2/ It draws consumers attention to the ambiguity of oil-indexed gas pricing, which many large industrial consumers, especially in Germany, take for granted. They are easily convinced by suppliers’ arguments that oil-indexation is ‘safer’. Many think that the Hub market is a spot market. IT IS NOT ! You can buy gas for 2013 today based on Hub pricing. That’s not exactly my idea of a spot market. Still, today, in almost every German newspaper I read, I find that the Hub markets are described as spot markets and spot markets are more risky. The raw facts, however, are there. If you have chosen an oil-indexed gas contract 12 months ago, you pay a lot more than if you have chosen that ‘risky’ Hub price. Moreover, if you had chosen a Hub contract five years ago, you would have suffered spikes that never went much higher than oil-indexed price spikes and your average gas price over those five years would have been substantially lower. The Karlsruhe court ruling might help consumers to have a fairer assessment of hub prices. I found out at least one German client today where the articles on the court ruling were being mailed around.

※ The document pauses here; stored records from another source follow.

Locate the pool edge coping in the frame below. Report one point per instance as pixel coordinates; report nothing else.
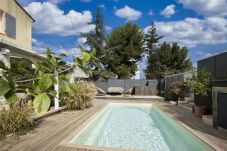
(67, 141)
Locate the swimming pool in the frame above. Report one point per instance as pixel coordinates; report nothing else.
(137, 126)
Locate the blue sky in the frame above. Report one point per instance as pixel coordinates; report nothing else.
(201, 25)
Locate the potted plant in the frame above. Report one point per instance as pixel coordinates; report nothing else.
(200, 85)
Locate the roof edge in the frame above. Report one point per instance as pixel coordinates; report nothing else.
(24, 10)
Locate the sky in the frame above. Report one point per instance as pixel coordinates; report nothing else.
(200, 25)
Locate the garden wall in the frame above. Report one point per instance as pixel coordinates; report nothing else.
(216, 65)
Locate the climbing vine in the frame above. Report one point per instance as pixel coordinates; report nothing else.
(38, 83)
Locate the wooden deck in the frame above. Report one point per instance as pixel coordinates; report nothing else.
(52, 130)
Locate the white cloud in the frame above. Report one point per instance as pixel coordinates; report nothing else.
(150, 13)
(193, 31)
(40, 47)
(168, 11)
(206, 7)
(57, 1)
(128, 13)
(52, 20)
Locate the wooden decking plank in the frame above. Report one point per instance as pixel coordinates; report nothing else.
(54, 129)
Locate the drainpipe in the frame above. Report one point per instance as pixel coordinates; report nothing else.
(5, 56)
(56, 88)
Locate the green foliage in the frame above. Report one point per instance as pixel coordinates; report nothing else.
(96, 41)
(79, 95)
(125, 48)
(15, 119)
(199, 83)
(151, 39)
(175, 91)
(166, 60)
(8, 78)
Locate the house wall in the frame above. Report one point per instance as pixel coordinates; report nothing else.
(23, 24)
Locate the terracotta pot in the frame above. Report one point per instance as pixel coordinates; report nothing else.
(200, 110)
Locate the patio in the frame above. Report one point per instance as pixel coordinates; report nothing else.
(52, 130)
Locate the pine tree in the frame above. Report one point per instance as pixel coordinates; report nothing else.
(151, 40)
(125, 46)
(170, 59)
(96, 41)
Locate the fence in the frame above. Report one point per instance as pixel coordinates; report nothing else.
(180, 77)
(149, 85)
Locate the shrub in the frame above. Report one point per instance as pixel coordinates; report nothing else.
(80, 95)
(200, 83)
(15, 119)
(175, 91)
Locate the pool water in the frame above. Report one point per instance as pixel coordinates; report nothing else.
(140, 127)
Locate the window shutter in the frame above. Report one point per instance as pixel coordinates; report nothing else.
(10, 25)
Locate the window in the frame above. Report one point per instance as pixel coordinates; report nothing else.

3/ It will draw politicians attention to the problems of continuing with oil-indexed gas prices if Hub gas prices stay where they are. The papers cited several German politicians that pleaded for ending the oil indexation, the long term contracts along with it and go for a fully liberalized gas market. That is very remarkable in a country where a former chancellor hammered out the North Stream pipeline deal (all very long term and very oil-indexed contracts) and was rewarded with a top job at the company constructing it.

The decoupling of gas and oil prices is an extremely interesting event. We are not predicting that it will continue. However, if you look at reserves of natural gas and oil, you cannot deny the potential of it continuing. If it doesn’t, it is because somebody blocked the import of extra quantities of gas into Europe. Long term oil-indexed pipeline gas deals are an excellent instrument for doing so. The Karlsruhe court ruling could be an important milestone in fighting such blocking of the markets by oligopolies. Let’s hope it will turn out to be so.